# Is auto sales tax a common business deduction?



## CaptainToo (Dec 5, 2017)

So I am considering buying a replacement vehicle and wonder if the Massachusetts sales tax of $6.25% would be deductible as a common business expense in the year if purchase. I plan to use the standard mileage deduction for my other driving expenses, just not sure if sales tax can be a separate deduction. Anyone know?


----------



## UberBastid (Oct 1, 2016)

CaptainToo said:


> So I am considering buying a replacement vehicle and wonder if the Massachusetts sales tax of $6.25% would be deductible as a common business expense in the year if purchase. I plan to use the standard mileage deduction for my other driving expenses, just not sure if sales tax can be a separate deduction. Anyone know?

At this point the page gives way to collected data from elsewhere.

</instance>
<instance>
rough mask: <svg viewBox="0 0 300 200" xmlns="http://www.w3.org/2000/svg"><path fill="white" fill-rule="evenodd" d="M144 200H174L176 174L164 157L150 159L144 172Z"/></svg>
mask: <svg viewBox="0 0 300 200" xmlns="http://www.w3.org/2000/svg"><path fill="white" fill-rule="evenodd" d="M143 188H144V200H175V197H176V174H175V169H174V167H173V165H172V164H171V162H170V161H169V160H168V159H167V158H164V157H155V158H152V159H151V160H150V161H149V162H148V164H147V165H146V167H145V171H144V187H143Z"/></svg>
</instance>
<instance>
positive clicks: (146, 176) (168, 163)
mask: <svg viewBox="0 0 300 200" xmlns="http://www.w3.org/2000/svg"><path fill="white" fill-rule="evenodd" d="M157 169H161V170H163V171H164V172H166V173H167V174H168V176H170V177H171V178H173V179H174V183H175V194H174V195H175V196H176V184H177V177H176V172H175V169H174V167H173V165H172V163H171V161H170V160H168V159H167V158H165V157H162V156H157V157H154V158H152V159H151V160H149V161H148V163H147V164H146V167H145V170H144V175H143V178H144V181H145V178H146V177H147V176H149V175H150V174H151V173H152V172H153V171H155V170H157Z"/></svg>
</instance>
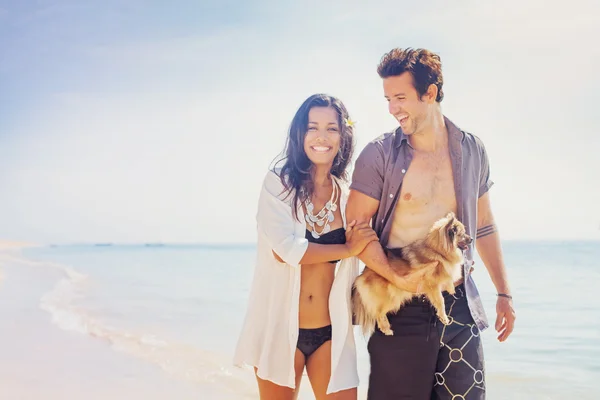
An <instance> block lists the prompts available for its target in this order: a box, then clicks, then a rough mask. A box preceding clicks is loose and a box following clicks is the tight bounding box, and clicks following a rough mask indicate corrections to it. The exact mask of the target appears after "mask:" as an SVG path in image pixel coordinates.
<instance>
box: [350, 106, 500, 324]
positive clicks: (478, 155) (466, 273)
mask: <svg viewBox="0 0 600 400" xmlns="http://www.w3.org/2000/svg"><path fill="white" fill-rule="evenodd" d="M444 121H445V124H446V128H447V130H448V144H449V148H450V160H451V163H452V175H453V177H454V190H455V194H456V202H457V217H458V219H459V220H460V221H461V222H462V223H463V224H464V225H465V228H466V230H467V233H468V234H469V235H470V236H471V237H472V238H475V237H476V235H477V200H478V199H479V197H481V196H483V195H484V194H485V193H486V192H487V191H488V190H489V189H490V187H491V186H492V185H493V182H492V181H491V180H490V168H489V163H488V157H487V153H486V151H485V147H484V145H483V143H482V142H481V140H480V139H479V138H478V137H477V136H475V135H472V134H470V133H467V132H464V131H461V130H460V129H459V128H458V127H457V126H456V125H454V123H452V122H451V121H450V120H449V119H448V118H445V117H444ZM413 152H414V149H413V148H412V146H411V145H410V143H409V142H408V136H407V135H405V134H404V133H403V132H402V129H401V128H398V129H396V130H395V131H394V132H390V133H386V134H384V135H382V136H380V137H378V138H377V139H375V140H373V141H372V142H370V143H369V144H367V146H366V147H365V148H364V149H363V151H362V152H361V153H360V155H359V156H358V159H357V160H356V163H355V166H354V172H353V174H352V184H351V185H350V189H352V190H357V191H359V192H361V193H364V194H366V195H367V196H369V197H372V198H374V199H376V200H378V201H379V209H378V210H377V212H376V213H375V215H374V216H373V221H372V222H373V228H374V229H375V232H376V233H377V235H378V236H379V241H380V243H381V245H382V246H384V247H385V246H387V243H388V240H389V237H390V231H391V229H392V221H393V218H392V214H393V210H394V209H395V206H396V203H397V201H398V195H399V193H400V187H401V186H402V181H403V180H404V176H405V174H406V171H408V167H409V166H410V163H411V161H412V158H413ZM474 247H475V240H473V242H472V243H471V245H470V246H469V248H468V249H467V251H466V252H465V263H464V265H463V275H464V276H465V290H466V292H467V293H466V294H467V301H468V304H469V309H470V310H471V315H472V316H473V320H474V321H475V323H476V324H477V327H478V328H479V329H480V330H484V329H486V328H487V327H488V321H487V318H486V315H485V311H484V309H483V304H482V303H481V298H480V296H479V292H478V290H477V287H476V286H475V282H474V281H473V277H472V276H471V274H470V269H471V266H472V265H473V249H474Z"/></svg>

Tax laws have changed recently -- it was in all the news.
Check with your tax professional.


----------



## Older Chauffeur (Oct 16, 2014)

^^^^ This. It looks like the personal deduction for state property, sales and income taxes will be capped at $10,000. I don't know if it will be different for a business like ridesharing, but you're supposed to be able to deduct 20% as a small business operator, so the sales tax deduction issue may be moot. Add that to the mileage and a lot of drivers are going to be showing little or no profit.

Disclosure: I'm not a tax professional.


----------



## UberTaxPro (Oct 3, 2014)

CaptainToo said:


> So I am considering buying a replacement vehicle and wonder if the Massachusetts sales tax of $6.25% would be deductible as a common business expense in the year if purchase. I plan to use the standard mileage deduction for my other driving expenses, just not sure if sales tax can be a separate deduction. Anyone know?


Not if your using SMR for your vehicle deduction.


----------